DuPage election panel to keep Reverse Spin — for now
Updated: September 10, 2012 12:37PM
WHEATON — Citing an extensive array of “unique challenges” that will converge in his office over the coming months, the director of the DuPage County Election Commission last week successfully argued for the retention of a controversial Wheaton public relations firm to provide communications support — but only until the polls close.
Bob Saar noted in a memo to the board of commissioners that heavy voter turnout is expected and said his energies will be needed in the office.
“I believe it is more beneficial for the agency that I keep my attention on administrative and election process matters that would be diluted by taking over and adjusting to new PR responsibilities,” Saar wrote. “In past presidential elections, the number of local and national press inquiries has been extremely numerous. Additionally, with the introduction of bilingual voting to the majority of voters, the new vote by mail law, and changes in all political boundaries due to the decennial reapportionment, will only serve to increase the number of press inquiries.”

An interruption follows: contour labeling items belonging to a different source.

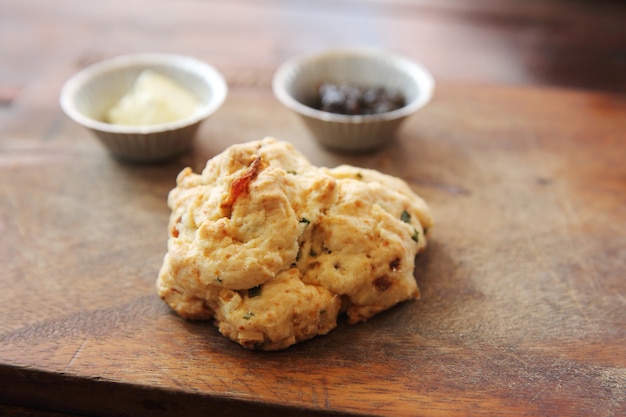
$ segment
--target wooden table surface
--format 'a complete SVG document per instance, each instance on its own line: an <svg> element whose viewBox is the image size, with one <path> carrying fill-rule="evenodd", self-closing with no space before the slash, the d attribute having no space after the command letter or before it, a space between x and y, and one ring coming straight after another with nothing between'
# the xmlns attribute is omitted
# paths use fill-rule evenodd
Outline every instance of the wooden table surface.
<svg viewBox="0 0 626 417"><path fill-rule="evenodd" d="M625 17L583 0L3 0L0 415L625 415ZM272 96L280 62L337 44L437 78L378 152L321 148ZM59 90L157 50L214 64L229 96L190 154L122 164ZM420 300L273 353L168 309L155 281L176 174L264 136L428 201Z"/></svg>

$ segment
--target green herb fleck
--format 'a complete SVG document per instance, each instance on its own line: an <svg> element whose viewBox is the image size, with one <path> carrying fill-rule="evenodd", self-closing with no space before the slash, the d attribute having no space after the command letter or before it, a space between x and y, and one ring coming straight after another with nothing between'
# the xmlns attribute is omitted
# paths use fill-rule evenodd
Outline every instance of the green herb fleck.
<svg viewBox="0 0 626 417"><path fill-rule="evenodd" d="M260 285L257 285L256 287L252 287L252 288L248 289L248 297L249 298L258 297L259 295L261 295L261 286Z"/></svg>

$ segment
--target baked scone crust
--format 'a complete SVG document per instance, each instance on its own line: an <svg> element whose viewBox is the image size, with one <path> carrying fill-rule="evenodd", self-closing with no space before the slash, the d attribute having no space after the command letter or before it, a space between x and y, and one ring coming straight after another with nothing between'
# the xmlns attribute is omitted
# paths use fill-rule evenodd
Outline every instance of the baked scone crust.
<svg viewBox="0 0 626 417"><path fill-rule="evenodd" d="M419 297L430 210L401 179L318 168L287 143L231 146L168 197L159 296L249 349L278 350Z"/></svg>

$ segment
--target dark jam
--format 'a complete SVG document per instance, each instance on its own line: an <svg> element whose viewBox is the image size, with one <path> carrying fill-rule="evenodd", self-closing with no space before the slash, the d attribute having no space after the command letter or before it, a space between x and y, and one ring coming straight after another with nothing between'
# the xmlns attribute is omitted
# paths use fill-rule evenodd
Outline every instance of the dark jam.
<svg viewBox="0 0 626 417"><path fill-rule="evenodd" d="M404 96L396 90L323 83L318 89L313 107L330 113L367 115L397 110L405 104Z"/></svg>

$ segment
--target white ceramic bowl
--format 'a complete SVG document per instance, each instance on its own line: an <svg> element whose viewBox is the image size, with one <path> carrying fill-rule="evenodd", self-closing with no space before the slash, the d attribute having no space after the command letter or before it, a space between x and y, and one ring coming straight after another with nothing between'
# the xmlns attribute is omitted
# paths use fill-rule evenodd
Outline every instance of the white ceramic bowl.
<svg viewBox="0 0 626 417"><path fill-rule="evenodd" d="M170 123L122 126L105 121L106 112L132 87L142 71L171 78L198 99L199 108ZM164 53L121 55L78 72L61 91L60 103L71 119L91 130L116 158L156 162L190 150L200 124L224 102L228 88L211 65L195 58Z"/></svg>
<svg viewBox="0 0 626 417"><path fill-rule="evenodd" d="M398 90L406 104L370 115L317 110L307 103L315 100L324 82ZM401 123L430 101L434 86L422 65L374 49L333 49L296 57L282 64L272 81L276 98L301 116L322 145L339 151L371 151L390 142Z"/></svg>

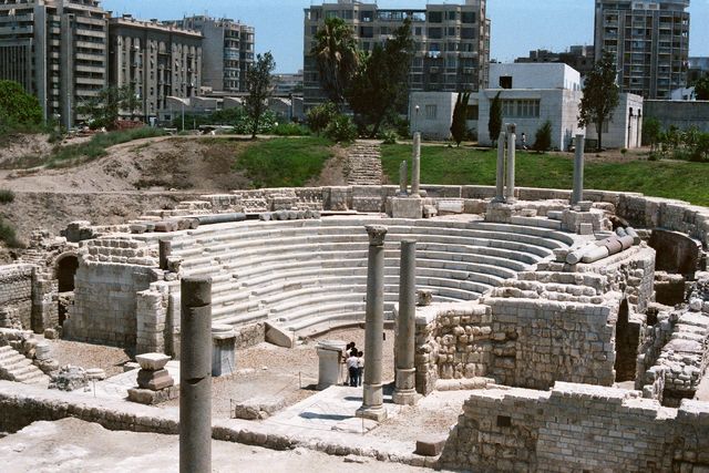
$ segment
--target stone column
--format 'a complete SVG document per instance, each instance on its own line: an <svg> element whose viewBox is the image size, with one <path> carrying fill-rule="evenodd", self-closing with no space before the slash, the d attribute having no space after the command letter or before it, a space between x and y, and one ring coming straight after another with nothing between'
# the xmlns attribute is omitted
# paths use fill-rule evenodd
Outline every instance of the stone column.
<svg viewBox="0 0 709 473"><path fill-rule="evenodd" d="M584 135L576 135L574 146L576 155L574 157L574 193L572 194L572 205L578 205L584 199Z"/></svg>
<svg viewBox="0 0 709 473"><path fill-rule="evenodd" d="M364 333L363 402L357 417L382 421L387 419L381 381L384 332L384 237L387 227L367 226L369 258L367 261L367 312Z"/></svg>
<svg viewBox="0 0 709 473"><path fill-rule="evenodd" d="M417 318L417 243L401 241L399 276L399 313L397 317L397 377L392 399L397 404L417 403L415 351Z"/></svg>
<svg viewBox="0 0 709 473"><path fill-rule="evenodd" d="M173 253L173 243L168 239L157 240L157 247L160 250L160 268L167 269L167 257Z"/></svg>
<svg viewBox="0 0 709 473"><path fill-rule="evenodd" d="M505 192L505 200L508 204L512 204L516 200L514 197L514 160L517 152L517 150L515 148L517 141L515 128L515 124L507 124L507 188Z"/></svg>
<svg viewBox="0 0 709 473"><path fill-rule="evenodd" d="M401 162L399 166L399 195L405 196L409 194L409 166L405 161Z"/></svg>
<svg viewBox="0 0 709 473"><path fill-rule="evenodd" d="M505 132L500 132L497 138L497 178L495 188L495 200L505 202Z"/></svg>
<svg viewBox="0 0 709 473"><path fill-rule="evenodd" d="M212 279L181 285L179 472L212 471Z"/></svg>
<svg viewBox="0 0 709 473"><path fill-rule="evenodd" d="M413 134L413 163L411 169L411 195L419 197L421 186L421 132Z"/></svg>

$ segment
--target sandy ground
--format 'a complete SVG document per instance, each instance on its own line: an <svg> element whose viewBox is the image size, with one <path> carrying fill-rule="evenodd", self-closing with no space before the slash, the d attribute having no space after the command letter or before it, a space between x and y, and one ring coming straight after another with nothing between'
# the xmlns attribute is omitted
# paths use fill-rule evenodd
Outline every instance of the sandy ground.
<svg viewBox="0 0 709 473"><path fill-rule="evenodd" d="M99 424L75 419L35 422L0 440L4 473L163 473L179 465L176 435L112 432ZM306 449L276 452L238 443L212 442L213 472L297 473L297 472L424 472L425 469L358 459L346 463Z"/></svg>
<svg viewBox="0 0 709 473"><path fill-rule="evenodd" d="M383 379L392 381L394 377L393 331L386 330L387 340L383 346ZM333 330L327 336L318 337L295 349L260 343L256 347L237 350L237 372L230 377L213 381L212 415L229 418L233 402L242 402L251 398L282 398L286 405L292 405L317 391L318 356L317 340L354 341L363 350L363 329ZM177 407L179 401L171 401L167 405Z"/></svg>

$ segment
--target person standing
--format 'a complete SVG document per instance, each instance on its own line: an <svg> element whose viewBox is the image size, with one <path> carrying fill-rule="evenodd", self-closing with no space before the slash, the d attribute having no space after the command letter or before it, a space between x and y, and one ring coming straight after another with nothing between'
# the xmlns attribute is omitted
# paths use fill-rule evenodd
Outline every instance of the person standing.
<svg viewBox="0 0 709 473"><path fill-rule="evenodd" d="M350 358L347 359L347 371L350 374L350 387L357 387L357 356L354 353L350 353Z"/></svg>
<svg viewBox="0 0 709 473"><path fill-rule="evenodd" d="M364 373L364 353L357 352L357 385L362 385L362 374Z"/></svg>

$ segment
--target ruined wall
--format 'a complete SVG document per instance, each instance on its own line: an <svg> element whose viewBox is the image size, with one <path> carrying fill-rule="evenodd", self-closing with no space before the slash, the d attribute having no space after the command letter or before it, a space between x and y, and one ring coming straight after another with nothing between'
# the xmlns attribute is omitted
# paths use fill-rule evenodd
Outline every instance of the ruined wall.
<svg viewBox="0 0 709 473"><path fill-rule="evenodd" d="M80 341L135 347L137 292L158 279L154 255L140 241L89 241L74 277L74 306L64 322L68 336Z"/></svg>
<svg viewBox="0 0 709 473"><path fill-rule="evenodd" d="M21 325L30 328L32 321L31 265L0 267L0 327Z"/></svg>
<svg viewBox="0 0 709 473"><path fill-rule="evenodd" d="M441 466L546 472L709 466L709 404L685 401L674 410L634 395L563 382L552 392L476 392L451 432Z"/></svg>
<svg viewBox="0 0 709 473"><path fill-rule="evenodd" d="M486 297L481 302L418 311L418 392L430 393L439 379L475 377L534 389L555 381L613 384L617 301Z"/></svg>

Other variables making this round unusual, Saar wrote, include the entirely new makeup of the commission board; new commission staff members and the recent loss of two experienced employees who have not yet been replaced; recently enacted policy changes prompted by recommendations in the Crowe Horwath report on county agencies earlier this year; a newly launched website that may need tweaking by staff; and assorted changes in voting laws.
Commission chairwoman Cathy Terrill, who last month questioned the need to continue spending $3,000 monthly for the services of Reverse Spin, joined her two fellow board members in agreeing to fund the expense in the short term, because Saar “has a need functionally” to have access to the services through Election Day. Curry has worked for the commission since early 2008.
“After that, it will need to go through a regular process for approval: a. justify the need, and then b. follow the appropriate procurement and/or contract requirements,” Terrill said. “We are simply extending it because the director says he needs the help between now and the November election.”
Commissioner Art Ludwig supported the outlay, which is included in the commission’s yearly budget but comes up for approval every month.
“I think the stakes are high for this November’s election,” Ludwig said, later adding, “If there’s anything bad that’s going to happen, it’s going to happen between now and then.”
Newly appointed commission member Chris Hage also agreed it made sense to grant Saar’s request.
“Obviously we should revisit this in the future,” he said.
Residents and county officials on both sides of the political aisle have aired questions about Reverse Spin, which also works for the Forest Preserve District of DuPage County, at $4,000 monthly. Some note that firm partner Dan Curry’s extensive work in the political realm calls into question the impartiality of his services.
On a blog he wrote briefly in 2006 that took aim at an array of high-profile Democrats, Curry described himself as “a former newspaper reporter, editor and Democrat (sorry for the redundancy) turned Republican strategist.”
A document sent to Saar and the commission recently that itemized reasons the commission “needs PR help” cited as one example the flawed ballots that complicated the spring primary at some two dozen county polling places.
“Reverse Spin knew precisely which (news) outlets to contact first and in what order to diffuseemerging negative narratives,” the document stated.
The forest district hired Reverse Spin under a 12-month contract last November, when two of its administrative employees were let go after they allegedly misused taxpayer funds. The PR specialists were to supplement the district’s six-member public affairs department, help with media contacts and “be on call 24/7 for any future crisis situations,” the district said in a press release.
D. “Dewey” Pierotti, president of the district, said the existing staff members had their hands full publishing pamphlets and other materials highlighting district programs and the trails and preserves in the county system.
“The question came up: should we hire a full-time person just to handle the ‘public relations’ portion, or should we hire an outfit like Reverse Spin to come in and do it?” Pierotti said, adding that the cost of the two options appeared about equal. “The consensus over here by our current staff was if we hired someone it would take several months to get the person up and running ... We thought for a short-term shot it would be better to hire an outside agency.”
When the personnel matter was forwarded to the state’s attorney, he said, the board shifted Reverse Spin’s assignment to creating a website portal that would enhance access to the agency’s online information.
“Their major charge was that,” Pierotti said.
Curry said in an email Thursday that his company is proud of the work it has done for the agency.
“We have met numerous times with Forest Preserve District staff and had numerous phone conversations with them in order to help put in place the most far reaching transparency web portal of any forest preserve district in Illinois. Our work continues to finalize all the remaining pieces of that project,” he wrote.
Terrill also stressed that the extent of the company’s work for the Election Commission is limited — and more precisely now, with this week’s decision.
“This is only through the November election,” she said.